Firman menjelaskan langkah-langkah konkret yang telah diambil oleh perusahaan dalam menanggapi situasi darurat ini. “Nindya Karya total mengerahkan sumber daya manusia dan peralatan untuk berjibaku memperbaiki kerusakan dampak banjir bandang,” ujarnya kepada Dony Oskaria, Senin (1/12/2025).

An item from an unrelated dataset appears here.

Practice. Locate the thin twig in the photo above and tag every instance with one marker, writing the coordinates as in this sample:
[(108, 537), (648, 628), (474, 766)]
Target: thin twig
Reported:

Lebih lanjut, Firman menambahkan bahwa prioritas utama adalah memulihkan pasokan air bersih secepat mungkin. “Untuk perbaikan dan memastikan air mengalir ke 100 ribu pelanggan terdampak banjir bandang, kita sudah bekerja perbaiki intake di 7 lokasi,” jelasnya.
Dony Oskaria dalam kesempatan yang sama mengingatkan seluruh jajaran BUMN untuk terus meningkatkan kualitas pekerjaan dalam setiap tahapan penanganan bencana, yang akan berlanjut dari fase tanggap darurat menuju pemulihan yang berkelanjutan. Ia juga menekankan bahwa keterlibatan aktif BUMN dalam penanganan bencana di Aceh, Sumatra Utara, dan Sumatra Barat merupakan wujud nyata pengabdian kepada negara.